Fraud detection uses many of the same network analysis techniques. Fraudulent operations, like fake news networks, tend to share infrastructure, reuse identities, and create patterns that are visible if you know where to look. The ability to map connections between entities — companies, domains, individuals, financial accounts — and identify suspicious patterns is valuable in insurance, banking, e-commerce, and government.

Competitive intelligence is another application. Understanding a competitor's digital infrastructure, their advertising strategy, their content patterns, and their market positioning is all achievable through open-source investigation. The line between competitive intelligence and corporate espionage is important — OSINT, by definition, uses only publicly available information — but within that boundary, there's a wealth of actionable insight available.

New Zealand Relevance

New Zealand businesses operate in a high-trust environment, which is generally a good thing but also creates vulnerability. The same trust that makes business relationships efficient also makes due diligence feel unnecessary — until something goes wrong. John has seen New Zealand companies enter partnerships, make investments, and sign contracts based on far less verification than the stakes warranted.

The techniques John used to find the Fake News King are directly applicable to New Zealand business contexts. Verifying a potential partner's claims about their track record. Investigating the provenance of a suspicious approach. Understanding the competitive landscape in a new market. Assessing the legitimacy of an online business before acquiring it.

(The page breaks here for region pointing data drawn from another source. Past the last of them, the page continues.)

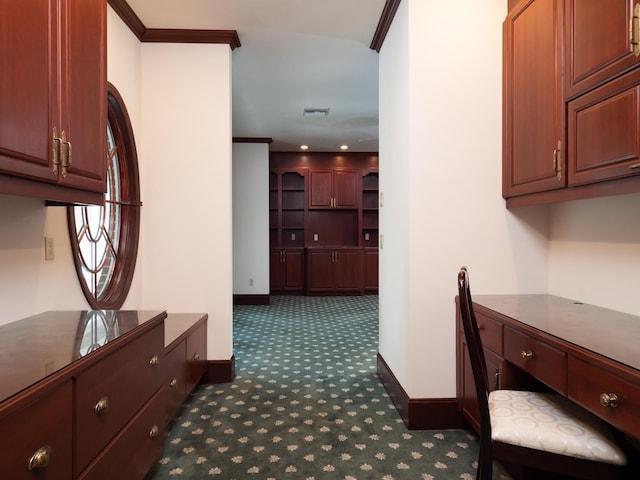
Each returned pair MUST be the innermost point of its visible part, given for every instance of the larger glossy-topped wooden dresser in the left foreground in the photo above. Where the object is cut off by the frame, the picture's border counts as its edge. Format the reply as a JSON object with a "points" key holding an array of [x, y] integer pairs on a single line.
{"points": [[81, 395]]}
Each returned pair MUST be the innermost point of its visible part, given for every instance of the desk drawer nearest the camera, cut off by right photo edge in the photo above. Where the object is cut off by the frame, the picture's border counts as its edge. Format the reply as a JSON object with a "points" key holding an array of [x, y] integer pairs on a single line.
{"points": [[588, 382]]}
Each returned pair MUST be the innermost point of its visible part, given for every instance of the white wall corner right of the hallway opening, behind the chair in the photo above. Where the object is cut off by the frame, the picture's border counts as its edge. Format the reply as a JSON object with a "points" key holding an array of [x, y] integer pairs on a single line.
{"points": [[440, 171]]}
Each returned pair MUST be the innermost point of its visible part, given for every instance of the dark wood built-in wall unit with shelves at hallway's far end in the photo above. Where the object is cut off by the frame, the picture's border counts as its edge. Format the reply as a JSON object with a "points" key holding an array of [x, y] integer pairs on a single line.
{"points": [[323, 223]]}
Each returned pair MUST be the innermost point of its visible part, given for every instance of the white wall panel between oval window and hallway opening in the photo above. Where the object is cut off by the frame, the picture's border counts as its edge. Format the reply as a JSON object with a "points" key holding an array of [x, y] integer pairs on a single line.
{"points": [[186, 144]]}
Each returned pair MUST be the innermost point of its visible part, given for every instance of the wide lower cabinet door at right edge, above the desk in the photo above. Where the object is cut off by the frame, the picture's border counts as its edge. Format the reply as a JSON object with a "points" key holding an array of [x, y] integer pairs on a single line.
{"points": [[603, 132]]}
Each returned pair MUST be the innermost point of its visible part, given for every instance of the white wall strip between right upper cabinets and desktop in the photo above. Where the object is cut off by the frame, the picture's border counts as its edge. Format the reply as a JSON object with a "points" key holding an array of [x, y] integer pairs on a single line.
{"points": [[594, 252]]}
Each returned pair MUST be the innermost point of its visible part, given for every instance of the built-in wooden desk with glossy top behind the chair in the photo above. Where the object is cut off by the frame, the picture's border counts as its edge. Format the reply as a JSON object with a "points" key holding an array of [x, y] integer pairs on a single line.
{"points": [[589, 354]]}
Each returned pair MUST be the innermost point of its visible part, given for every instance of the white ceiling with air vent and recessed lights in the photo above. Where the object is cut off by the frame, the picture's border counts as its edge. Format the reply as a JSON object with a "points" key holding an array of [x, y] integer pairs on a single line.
{"points": [[295, 54]]}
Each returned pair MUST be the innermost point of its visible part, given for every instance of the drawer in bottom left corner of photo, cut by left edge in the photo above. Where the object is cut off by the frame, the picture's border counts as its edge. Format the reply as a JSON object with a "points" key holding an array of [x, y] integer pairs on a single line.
{"points": [[43, 427]]}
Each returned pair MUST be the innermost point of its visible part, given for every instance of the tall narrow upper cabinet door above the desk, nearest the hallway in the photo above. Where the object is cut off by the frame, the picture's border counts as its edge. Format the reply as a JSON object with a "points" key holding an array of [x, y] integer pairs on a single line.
{"points": [[533, 98]]}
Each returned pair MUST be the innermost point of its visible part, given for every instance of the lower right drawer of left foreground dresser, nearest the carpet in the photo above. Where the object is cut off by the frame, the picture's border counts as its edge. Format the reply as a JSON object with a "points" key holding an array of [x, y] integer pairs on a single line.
{"points": [[136, 448]]}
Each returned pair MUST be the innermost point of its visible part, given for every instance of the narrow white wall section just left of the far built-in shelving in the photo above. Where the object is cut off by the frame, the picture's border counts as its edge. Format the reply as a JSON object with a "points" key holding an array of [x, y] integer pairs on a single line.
{"points": [[250, 218]]}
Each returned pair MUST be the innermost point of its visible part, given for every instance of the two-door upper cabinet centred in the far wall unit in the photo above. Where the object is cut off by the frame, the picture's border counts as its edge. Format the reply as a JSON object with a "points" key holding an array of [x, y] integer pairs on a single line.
{"points": [[335, 188]]}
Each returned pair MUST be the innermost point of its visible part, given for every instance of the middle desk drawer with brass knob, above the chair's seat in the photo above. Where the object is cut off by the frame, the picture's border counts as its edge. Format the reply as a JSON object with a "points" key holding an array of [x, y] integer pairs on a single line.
{"points": [[537, 358]]}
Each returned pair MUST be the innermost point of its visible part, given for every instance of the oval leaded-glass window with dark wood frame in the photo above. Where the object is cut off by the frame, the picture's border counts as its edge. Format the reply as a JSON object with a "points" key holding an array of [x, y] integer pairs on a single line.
{"points": [[104, 239]]}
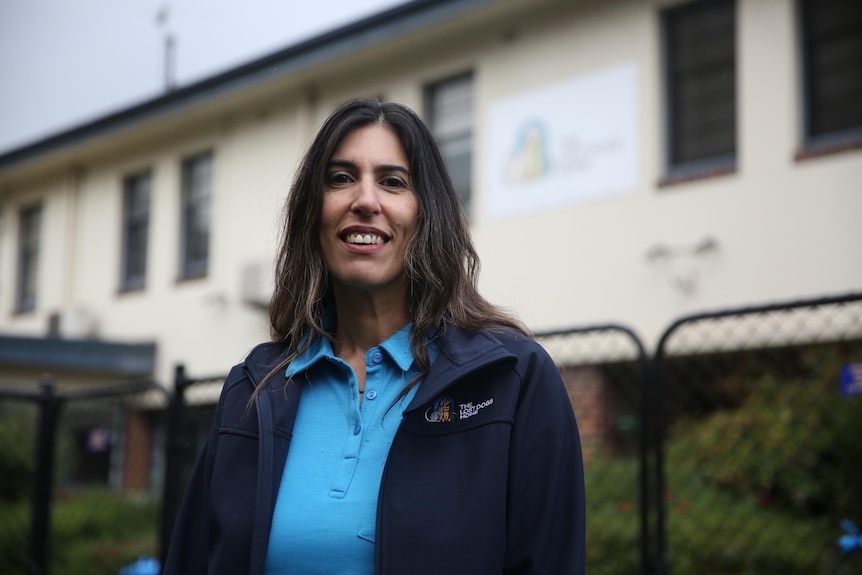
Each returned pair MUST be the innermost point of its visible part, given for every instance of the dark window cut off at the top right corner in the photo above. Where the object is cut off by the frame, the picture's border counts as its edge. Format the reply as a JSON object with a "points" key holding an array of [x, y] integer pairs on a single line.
{"points": [[832, 76]]}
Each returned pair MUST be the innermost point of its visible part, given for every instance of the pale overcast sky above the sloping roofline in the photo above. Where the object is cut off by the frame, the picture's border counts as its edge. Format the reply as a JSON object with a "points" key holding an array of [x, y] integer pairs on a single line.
{"points": [[64, 62]]}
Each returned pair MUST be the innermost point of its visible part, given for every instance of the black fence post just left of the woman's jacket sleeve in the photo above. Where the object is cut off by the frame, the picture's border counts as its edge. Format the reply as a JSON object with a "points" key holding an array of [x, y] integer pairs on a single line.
{"points": [[176, 449]]}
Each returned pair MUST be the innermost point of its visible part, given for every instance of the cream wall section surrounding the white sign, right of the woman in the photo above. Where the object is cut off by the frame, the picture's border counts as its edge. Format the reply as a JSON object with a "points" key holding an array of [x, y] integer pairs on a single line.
{"points": [[785, 229]]}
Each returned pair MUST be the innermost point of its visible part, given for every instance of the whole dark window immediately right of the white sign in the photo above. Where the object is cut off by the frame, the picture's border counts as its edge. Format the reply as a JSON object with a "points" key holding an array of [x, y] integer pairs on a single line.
{"points": [[700, 61]]}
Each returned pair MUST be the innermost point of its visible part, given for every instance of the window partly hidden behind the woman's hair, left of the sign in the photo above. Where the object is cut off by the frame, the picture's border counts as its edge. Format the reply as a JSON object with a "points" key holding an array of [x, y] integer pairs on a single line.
{"points": [[449, 109]]}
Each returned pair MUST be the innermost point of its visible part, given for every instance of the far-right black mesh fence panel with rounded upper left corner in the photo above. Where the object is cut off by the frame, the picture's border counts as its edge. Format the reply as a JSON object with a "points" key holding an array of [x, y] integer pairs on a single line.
{"points": [[761, 455]]}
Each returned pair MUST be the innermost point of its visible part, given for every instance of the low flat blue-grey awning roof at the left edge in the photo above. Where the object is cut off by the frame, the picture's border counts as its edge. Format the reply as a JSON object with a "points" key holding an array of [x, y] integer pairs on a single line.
{"points": [[82, 356]]}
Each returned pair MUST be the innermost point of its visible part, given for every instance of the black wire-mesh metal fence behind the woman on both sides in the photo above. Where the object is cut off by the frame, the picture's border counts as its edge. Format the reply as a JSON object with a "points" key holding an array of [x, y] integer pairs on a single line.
{"points": [[731, 450]]}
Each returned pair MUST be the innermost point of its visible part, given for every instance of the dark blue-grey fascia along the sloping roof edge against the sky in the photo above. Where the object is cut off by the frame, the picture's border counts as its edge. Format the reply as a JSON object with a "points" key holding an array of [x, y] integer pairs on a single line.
{"points": [[398, 21]]}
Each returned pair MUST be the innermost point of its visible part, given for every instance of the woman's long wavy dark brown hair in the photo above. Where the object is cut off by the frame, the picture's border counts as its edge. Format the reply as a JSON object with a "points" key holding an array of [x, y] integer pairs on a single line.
{"points": [[441, 263]]}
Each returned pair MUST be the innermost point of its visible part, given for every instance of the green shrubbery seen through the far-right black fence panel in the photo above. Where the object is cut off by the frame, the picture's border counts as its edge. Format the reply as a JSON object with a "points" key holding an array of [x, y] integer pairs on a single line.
{"points": [[761, 487]]}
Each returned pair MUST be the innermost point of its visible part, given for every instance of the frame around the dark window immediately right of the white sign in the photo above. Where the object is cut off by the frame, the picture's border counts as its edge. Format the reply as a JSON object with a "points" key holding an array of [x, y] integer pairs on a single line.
{"points": [[720, 164]]}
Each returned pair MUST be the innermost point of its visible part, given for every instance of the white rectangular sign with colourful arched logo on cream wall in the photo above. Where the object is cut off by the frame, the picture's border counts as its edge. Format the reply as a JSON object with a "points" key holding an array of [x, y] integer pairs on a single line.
{"points": [[569, 142]]}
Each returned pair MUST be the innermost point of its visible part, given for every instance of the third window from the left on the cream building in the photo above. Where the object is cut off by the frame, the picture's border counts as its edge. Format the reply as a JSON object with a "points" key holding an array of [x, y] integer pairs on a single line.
{"points": [[196, 198]]}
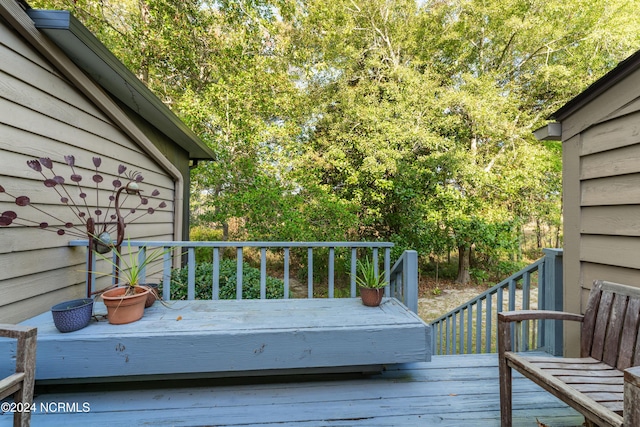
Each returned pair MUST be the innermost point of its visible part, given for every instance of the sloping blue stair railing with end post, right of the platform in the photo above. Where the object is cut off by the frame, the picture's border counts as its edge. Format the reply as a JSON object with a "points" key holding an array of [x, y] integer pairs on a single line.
{"points": [[471, 327]]}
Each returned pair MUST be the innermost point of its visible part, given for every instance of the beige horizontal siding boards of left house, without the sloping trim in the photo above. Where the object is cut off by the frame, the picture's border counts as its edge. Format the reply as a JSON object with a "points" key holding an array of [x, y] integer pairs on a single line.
{"points": [[43, 115]]}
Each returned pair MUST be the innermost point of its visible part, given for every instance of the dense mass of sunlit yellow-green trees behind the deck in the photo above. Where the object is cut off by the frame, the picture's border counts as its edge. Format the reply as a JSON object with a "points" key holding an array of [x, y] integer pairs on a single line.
{"points": [[397, 120]]}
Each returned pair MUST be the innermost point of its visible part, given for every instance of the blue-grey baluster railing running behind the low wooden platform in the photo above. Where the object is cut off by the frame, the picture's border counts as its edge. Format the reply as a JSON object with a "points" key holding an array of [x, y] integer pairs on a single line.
{"points": [[402, 277]]}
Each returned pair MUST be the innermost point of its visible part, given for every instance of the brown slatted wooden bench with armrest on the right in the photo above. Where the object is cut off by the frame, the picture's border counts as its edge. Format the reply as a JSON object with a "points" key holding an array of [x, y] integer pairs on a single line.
{"points": [[594, 384]]}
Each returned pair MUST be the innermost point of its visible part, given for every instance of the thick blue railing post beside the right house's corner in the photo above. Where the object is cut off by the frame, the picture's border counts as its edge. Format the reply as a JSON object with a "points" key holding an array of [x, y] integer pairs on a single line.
{"points": [[552, 289]]}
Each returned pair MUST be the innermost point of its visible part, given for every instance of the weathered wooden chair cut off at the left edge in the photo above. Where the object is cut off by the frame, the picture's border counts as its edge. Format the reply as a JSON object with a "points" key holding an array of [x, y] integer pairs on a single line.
{"points": [[21, 384]]}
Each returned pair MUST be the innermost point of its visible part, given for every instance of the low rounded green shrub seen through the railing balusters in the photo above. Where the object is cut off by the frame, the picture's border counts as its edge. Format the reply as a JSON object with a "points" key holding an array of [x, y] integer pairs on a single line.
{"points": [[228, 281]]}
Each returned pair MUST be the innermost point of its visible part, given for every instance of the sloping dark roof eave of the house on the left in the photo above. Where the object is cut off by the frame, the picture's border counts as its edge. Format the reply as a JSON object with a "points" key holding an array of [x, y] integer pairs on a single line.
{"points": [[88, 53]]}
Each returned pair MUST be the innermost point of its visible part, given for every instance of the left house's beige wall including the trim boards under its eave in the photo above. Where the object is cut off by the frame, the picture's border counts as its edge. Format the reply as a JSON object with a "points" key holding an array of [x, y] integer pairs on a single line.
{"points": [[50, 108]]}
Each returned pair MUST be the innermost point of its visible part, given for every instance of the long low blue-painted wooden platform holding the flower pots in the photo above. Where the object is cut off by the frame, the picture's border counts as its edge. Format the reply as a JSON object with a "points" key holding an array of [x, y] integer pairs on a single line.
{"points": [[231, 338]]}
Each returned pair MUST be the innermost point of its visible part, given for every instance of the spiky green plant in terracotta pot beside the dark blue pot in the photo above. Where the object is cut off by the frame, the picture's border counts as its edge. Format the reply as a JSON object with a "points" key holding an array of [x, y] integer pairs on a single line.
{"points": [[126, 303]]}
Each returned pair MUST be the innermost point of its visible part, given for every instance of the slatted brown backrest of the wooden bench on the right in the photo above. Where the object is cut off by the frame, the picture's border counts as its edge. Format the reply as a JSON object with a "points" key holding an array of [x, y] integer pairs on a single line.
{"points": [[610, 328]]}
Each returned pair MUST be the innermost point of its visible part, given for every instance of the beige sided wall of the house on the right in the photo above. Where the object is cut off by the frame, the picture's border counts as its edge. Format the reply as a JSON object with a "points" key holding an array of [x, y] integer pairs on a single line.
{"points": [[601, 184]]}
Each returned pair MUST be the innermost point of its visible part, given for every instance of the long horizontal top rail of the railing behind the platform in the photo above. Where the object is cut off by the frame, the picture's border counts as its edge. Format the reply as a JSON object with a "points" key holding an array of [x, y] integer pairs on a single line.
{"points": [[252, 244]]}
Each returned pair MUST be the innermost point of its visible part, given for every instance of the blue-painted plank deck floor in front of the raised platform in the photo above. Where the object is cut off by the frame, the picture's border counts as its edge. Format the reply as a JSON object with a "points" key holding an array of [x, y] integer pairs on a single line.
{"points": [[451, 391]]}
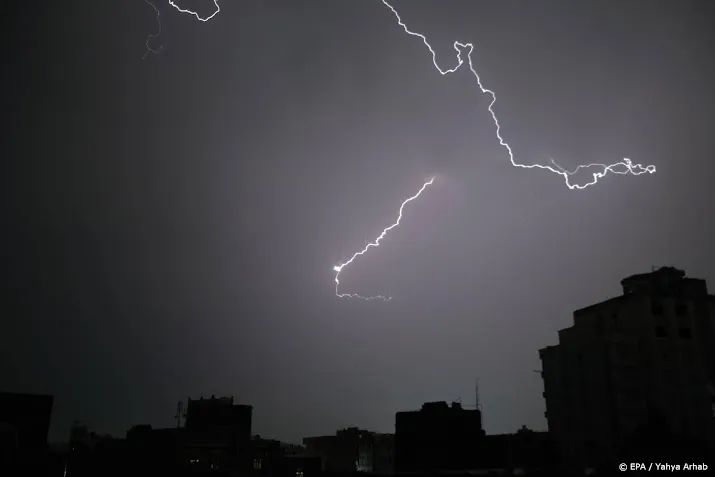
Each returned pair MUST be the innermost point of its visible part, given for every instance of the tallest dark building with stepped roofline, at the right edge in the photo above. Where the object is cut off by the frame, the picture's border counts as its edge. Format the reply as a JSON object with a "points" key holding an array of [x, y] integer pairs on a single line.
{"points": [[642, 363]]}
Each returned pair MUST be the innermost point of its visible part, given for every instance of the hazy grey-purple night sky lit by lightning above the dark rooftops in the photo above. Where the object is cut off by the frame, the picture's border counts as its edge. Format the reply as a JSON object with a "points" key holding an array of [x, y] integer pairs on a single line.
{"points": [[172, 223]]}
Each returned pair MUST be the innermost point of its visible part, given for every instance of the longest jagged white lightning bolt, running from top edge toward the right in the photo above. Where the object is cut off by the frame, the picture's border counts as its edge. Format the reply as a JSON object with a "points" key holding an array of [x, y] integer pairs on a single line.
{"points": [[623, 167]]}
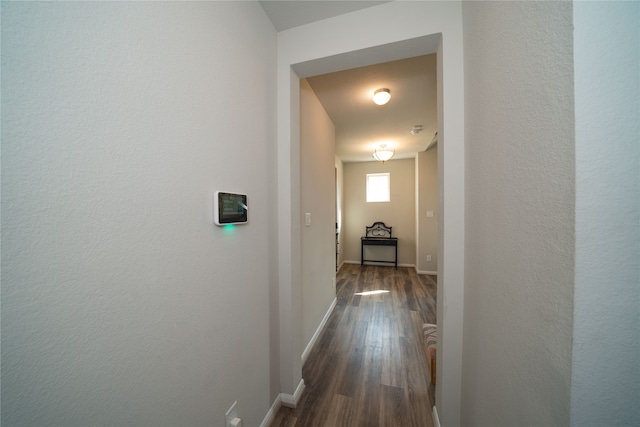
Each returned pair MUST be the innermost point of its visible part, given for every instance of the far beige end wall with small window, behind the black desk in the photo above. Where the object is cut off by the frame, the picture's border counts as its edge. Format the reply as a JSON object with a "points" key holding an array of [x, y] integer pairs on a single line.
{"points": [[399, 213]]}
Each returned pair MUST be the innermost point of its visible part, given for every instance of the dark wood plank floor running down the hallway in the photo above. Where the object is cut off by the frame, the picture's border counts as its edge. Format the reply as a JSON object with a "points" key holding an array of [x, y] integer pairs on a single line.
{"points": [[369, 365]]}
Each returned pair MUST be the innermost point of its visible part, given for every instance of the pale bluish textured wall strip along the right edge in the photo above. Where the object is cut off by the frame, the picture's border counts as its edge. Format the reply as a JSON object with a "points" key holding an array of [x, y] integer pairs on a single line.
{"points": [[605, 386]]}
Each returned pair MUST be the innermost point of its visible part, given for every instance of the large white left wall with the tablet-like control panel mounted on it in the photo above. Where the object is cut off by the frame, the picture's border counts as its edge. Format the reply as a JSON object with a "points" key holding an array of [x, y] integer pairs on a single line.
{"points": [[122, 303]]}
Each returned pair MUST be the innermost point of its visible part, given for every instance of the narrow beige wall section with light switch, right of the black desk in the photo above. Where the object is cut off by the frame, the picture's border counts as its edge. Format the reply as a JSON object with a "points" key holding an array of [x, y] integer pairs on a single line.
{"points": [[427, 194]]}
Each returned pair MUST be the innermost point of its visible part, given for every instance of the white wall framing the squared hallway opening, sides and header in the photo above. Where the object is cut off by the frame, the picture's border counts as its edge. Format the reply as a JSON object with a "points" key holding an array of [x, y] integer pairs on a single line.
{"points": [[344, 42]]}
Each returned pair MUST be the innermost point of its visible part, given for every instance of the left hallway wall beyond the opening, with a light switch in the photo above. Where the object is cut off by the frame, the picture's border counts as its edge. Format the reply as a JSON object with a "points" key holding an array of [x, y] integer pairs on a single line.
{"points": [[317, 197]]}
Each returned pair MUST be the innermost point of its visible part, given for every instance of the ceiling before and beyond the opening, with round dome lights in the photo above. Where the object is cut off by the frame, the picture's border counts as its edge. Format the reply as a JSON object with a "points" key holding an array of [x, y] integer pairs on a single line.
{"points": [[361, 126]]}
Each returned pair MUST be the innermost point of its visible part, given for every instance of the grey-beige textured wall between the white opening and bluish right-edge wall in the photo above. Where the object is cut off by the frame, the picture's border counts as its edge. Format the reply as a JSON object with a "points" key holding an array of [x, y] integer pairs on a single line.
{"points": [[520, 192]]}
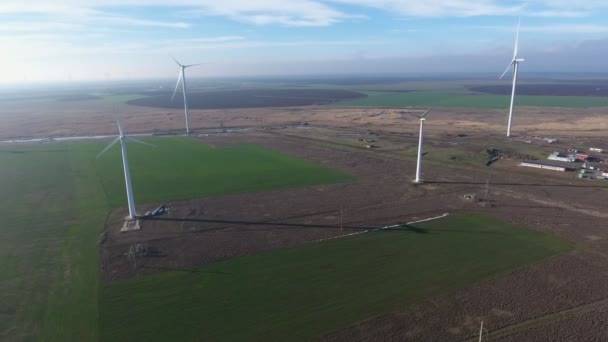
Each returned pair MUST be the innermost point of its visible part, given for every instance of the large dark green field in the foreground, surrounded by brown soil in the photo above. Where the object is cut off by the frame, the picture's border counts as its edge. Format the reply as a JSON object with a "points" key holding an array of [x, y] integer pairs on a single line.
{"points": [[299, 293]]}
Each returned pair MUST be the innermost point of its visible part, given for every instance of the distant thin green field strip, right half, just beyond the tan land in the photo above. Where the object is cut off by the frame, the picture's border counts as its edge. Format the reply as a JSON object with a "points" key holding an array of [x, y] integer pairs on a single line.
{"points": [[440, 99]]}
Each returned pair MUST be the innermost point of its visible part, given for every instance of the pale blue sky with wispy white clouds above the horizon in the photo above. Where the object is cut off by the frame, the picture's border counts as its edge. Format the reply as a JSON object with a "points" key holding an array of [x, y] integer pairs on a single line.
{"points": [[134, 39]]}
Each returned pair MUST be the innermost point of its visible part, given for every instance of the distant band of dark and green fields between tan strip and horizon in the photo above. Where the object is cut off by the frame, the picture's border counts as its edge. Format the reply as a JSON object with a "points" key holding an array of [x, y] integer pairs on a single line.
{"points": [[455, 94]]}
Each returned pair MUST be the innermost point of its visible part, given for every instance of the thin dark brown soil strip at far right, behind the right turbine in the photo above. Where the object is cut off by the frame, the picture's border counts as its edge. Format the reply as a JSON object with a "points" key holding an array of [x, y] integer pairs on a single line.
{"points": [[546, 89]]}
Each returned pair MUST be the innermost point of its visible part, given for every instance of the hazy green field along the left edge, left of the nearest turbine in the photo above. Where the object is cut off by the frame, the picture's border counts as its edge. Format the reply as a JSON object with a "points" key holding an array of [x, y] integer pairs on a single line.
{"points": [[53, 208]]}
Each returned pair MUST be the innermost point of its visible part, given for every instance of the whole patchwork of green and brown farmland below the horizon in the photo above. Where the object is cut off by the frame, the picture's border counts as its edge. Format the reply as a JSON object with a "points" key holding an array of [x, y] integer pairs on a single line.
{"points": [[65, 267]]}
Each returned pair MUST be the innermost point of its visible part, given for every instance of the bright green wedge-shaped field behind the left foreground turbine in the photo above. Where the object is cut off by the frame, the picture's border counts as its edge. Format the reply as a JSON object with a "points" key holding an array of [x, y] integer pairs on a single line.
{"points": [[161, 174]]}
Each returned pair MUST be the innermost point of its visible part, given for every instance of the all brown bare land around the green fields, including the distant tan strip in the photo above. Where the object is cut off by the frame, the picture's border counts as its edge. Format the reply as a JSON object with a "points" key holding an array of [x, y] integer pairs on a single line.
{"points": [[564, 298]]}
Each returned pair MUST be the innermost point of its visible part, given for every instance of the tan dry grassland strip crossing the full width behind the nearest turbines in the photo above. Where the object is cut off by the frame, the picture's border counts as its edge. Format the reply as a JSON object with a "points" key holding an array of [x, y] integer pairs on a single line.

These aren't exotic capabilities reserved for intelligence agencies. They're practical skills built on publicly available data and systematic analysis. The internet leaves traces, and those traces tell stories — if you know how to read them.

The question for New Zealand businesses isn't whether these techniques are relevant. It's whether you're using them, or whether you're relying on trust alone in an environment that increasingly rewards verification.